From mboxrd@z Thu Jan  1 00:00:00 1970
From: Edward Shishkin <edward.shishkin@gmail.com>
Subject: Re: reiser4: discard implementation, pass 2: allocation issues
Date: Mon, 16 Jun 2014 02:14:49 +0200
Message-ID: <539E36F9.6070706@gmail.com>
References: <3401431.jj87z7i0xD@intelfx-laptop> <1427799.NLW5IsuhQY@intelfx-laptop> <539E1507.4070503@gmail.com> <1848882.0DacExnpE3@intelfx-laptop>
Mime-Version: 1.0
Content-Transfer-Encoding: 7bit
Return-path: <reiserfs-devel-owner@vger.kernel.org>
DKIM-Signature: v=1; a=rsa-sha256; c=relaxed/relaxed;
        d=gmail.com; s=20120113;
        h=message-id:date:from:user-agent:mime-version:to:cc:subject
         :references:in-reply-to:content-type:content-transfer-encoding;
        bh=POiacOwW7mKx5Ya3xAUK8/pTQACupHeWtYvpmWpJuH8=;
        b=fD568tvOnE6NUPcVlPsgBLeKyVq2D/PQ/uHVMr5km3VFQHyG1sH1V4RWOCeNKCtahj
         WvUGMrgprYh3XyTIGlm2qc7Xdre59ph5Ej/qVvPsoqJby5eHgqJ/IxP4aaXq9PbYvLee
         jdWzu9RtmKNUawo/iQaHtuwPxxnt3m4xZxcvu3F3VRn3TDItiTe/niaf5J2PyiSYNLn/
         ScoaVN4bYt0Z3OhqiuOQ8o0ONes//lDXiJbK3SJNObQ8sU5pHIty0NxYaNVDwivf5SRk
         /+u+p9alA6rX/ckfnRob6BHCL+ChQ8J5zijxeokWENsG21p+ImDoDtKXXNzm3Sk6gKTA
         TluA==
In-Reply-To: <1848882.0DacExnpE3@intelfx-laptop>
Sender: reiserfs-devel-owner@vger.kernel.org
List-ID: <reiserfs-devel.vger.kernel.org>
Content-Type: text/plain; charset="us-ascii"; format="flowed"

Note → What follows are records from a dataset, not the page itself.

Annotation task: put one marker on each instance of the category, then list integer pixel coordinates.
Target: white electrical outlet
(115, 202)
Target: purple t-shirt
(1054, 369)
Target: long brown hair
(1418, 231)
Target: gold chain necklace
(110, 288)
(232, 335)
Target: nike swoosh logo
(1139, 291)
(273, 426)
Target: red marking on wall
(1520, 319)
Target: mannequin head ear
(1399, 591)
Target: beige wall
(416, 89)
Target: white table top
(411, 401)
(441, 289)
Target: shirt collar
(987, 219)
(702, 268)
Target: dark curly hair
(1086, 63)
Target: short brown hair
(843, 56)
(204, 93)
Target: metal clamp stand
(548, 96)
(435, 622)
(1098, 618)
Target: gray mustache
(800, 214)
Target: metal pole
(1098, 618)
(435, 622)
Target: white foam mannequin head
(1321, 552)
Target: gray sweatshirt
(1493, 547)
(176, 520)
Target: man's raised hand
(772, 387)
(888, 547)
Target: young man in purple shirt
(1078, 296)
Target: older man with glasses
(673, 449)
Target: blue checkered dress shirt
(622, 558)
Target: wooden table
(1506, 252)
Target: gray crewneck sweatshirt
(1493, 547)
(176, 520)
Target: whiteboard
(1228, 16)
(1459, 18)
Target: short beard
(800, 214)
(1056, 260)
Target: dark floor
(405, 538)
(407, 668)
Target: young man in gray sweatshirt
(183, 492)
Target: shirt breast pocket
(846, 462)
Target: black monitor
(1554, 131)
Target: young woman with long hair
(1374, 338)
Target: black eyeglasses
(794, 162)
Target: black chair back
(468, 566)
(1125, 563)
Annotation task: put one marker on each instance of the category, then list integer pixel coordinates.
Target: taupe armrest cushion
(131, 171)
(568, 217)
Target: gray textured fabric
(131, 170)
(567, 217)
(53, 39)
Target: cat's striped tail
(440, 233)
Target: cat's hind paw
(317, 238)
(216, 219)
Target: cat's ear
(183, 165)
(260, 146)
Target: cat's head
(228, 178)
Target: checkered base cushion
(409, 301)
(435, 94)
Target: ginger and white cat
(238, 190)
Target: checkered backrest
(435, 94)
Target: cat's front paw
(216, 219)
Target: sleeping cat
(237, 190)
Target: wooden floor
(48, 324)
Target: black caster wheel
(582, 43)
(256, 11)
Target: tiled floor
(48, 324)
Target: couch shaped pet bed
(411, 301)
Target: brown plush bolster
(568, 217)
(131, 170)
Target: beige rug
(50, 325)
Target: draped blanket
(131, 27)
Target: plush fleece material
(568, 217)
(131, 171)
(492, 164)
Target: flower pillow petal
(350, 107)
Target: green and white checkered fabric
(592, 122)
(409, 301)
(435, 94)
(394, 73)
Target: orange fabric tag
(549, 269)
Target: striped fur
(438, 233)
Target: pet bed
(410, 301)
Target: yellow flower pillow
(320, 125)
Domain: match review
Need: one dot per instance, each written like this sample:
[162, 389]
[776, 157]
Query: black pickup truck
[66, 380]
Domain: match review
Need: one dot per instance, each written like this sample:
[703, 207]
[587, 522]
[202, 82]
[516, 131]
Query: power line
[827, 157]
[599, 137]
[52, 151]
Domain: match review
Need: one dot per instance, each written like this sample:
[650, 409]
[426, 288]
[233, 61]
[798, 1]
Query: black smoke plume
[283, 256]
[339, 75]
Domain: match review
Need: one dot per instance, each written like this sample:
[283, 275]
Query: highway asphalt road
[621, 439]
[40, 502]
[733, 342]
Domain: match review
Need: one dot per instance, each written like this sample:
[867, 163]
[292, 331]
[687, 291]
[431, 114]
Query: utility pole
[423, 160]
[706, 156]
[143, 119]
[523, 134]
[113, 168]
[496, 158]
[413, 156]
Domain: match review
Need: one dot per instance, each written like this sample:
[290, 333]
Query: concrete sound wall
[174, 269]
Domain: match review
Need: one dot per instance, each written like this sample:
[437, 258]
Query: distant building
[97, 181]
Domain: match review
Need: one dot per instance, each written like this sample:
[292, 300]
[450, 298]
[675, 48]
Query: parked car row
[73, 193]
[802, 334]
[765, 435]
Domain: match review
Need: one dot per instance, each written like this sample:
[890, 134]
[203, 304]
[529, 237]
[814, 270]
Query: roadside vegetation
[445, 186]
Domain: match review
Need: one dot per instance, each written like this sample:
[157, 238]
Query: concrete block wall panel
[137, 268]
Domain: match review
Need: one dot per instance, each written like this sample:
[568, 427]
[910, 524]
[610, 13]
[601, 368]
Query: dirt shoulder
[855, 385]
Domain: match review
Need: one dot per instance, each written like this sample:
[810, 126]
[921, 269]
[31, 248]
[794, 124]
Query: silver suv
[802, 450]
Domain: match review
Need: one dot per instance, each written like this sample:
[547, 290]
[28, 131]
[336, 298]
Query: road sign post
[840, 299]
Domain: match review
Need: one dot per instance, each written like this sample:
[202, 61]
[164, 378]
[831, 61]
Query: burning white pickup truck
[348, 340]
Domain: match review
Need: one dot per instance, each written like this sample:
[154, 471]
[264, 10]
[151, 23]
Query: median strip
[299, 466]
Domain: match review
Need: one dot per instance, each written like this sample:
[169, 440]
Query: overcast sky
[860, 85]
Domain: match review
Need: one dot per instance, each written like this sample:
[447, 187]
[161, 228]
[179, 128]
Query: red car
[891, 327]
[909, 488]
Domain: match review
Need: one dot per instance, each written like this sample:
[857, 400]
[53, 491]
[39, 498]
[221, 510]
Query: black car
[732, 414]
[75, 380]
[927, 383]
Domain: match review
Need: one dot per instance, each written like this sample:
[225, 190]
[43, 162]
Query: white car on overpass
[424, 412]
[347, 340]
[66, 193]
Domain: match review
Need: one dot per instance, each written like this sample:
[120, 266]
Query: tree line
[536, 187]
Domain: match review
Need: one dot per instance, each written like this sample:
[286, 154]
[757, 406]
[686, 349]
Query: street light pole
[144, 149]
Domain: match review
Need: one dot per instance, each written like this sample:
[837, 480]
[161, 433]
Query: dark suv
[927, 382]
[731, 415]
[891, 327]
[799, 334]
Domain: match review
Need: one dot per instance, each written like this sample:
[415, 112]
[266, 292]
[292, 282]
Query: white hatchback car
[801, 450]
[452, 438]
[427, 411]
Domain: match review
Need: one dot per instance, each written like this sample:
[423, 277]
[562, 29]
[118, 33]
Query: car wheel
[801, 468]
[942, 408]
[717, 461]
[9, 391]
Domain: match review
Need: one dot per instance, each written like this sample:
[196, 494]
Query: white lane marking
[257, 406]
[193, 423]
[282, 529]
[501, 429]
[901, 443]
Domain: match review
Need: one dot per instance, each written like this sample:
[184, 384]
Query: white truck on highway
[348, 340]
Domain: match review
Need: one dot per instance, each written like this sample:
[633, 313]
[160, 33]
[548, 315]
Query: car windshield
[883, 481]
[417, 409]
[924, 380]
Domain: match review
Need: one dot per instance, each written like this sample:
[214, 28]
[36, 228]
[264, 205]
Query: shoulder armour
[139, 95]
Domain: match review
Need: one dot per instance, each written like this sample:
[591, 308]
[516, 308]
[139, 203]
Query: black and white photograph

To: Ivan Shapovalov <intelfx100@gmail.com>
Cc: reiserfs-devel@vger.kernel.org


On 06/15/2014 11:58 PM, Ivan Shapovalov wrote:
> On Sunday 15 June 2014 at 23:49:59, Edward Shishkin wrote:	
>> On 06/15/2014 08:07 PM, Ivan Shapovalov wrote:
>>> On Sunday 15 June 2014 at 19:36:05, Edward Shishkin wrote:	
>>>> On 06/13/2014 10:28 PM, Ivan Shapovalov wrote:
>>>>> Here is my "analysis" of what happens in reiser4 during a transaction's
>>>>> lifetime wrt. block allocation and deallocation.
>>>>>
>>>>>
>>>>> THE EFFECTS (SEMANTICS) OF RELATED FUNCTIONS
>>>>> reiser4_alloc_blocks_bitmap(): allocates in WORKING BITMAP
>>>> Yes.
>>>>
>>>>> reiser4_dealloc_blocks_bitmap(!BA_DEFER): deallocates from WORKING BITMAP
>>>>> reiser4_dealloc_blocks_bitmap(BA_DEFER): stores to ->delete_set
>>>> This is correct for the middle-level allocator (without suffix "bitmap").
>>>> The low-level one frees blocks only in WORKING BITMAP.
>>> Yes, this was a wording mistake. I've noticed it shortly after sending...
>>>
>>>>> reiser4_pre_commit_hook_bitmap(): allocates all relocated nodes in COMMIT BITMAP
>>>> "Relocated" is bad term here: nodes with new data also get the flag
>>>> JNODE_RELOC. So, I would rather say, that it applies freshly allocated
>>>> nodes of the atom to COMMIT BITMAP.
>>>>
>>>>
>>>>>                                      deallocates ->delete_set from COMMIT BITMAP
>>>> applies the atom's delete_set to COMMIT BITMAP
>>> I've meant exactly this.
>>>
>>>>> reiser4_post_commit_hook(): deallocates ->delete_set using !BA_DEFER
>>>>>                                                       (i. e. from WORKING BITMAP)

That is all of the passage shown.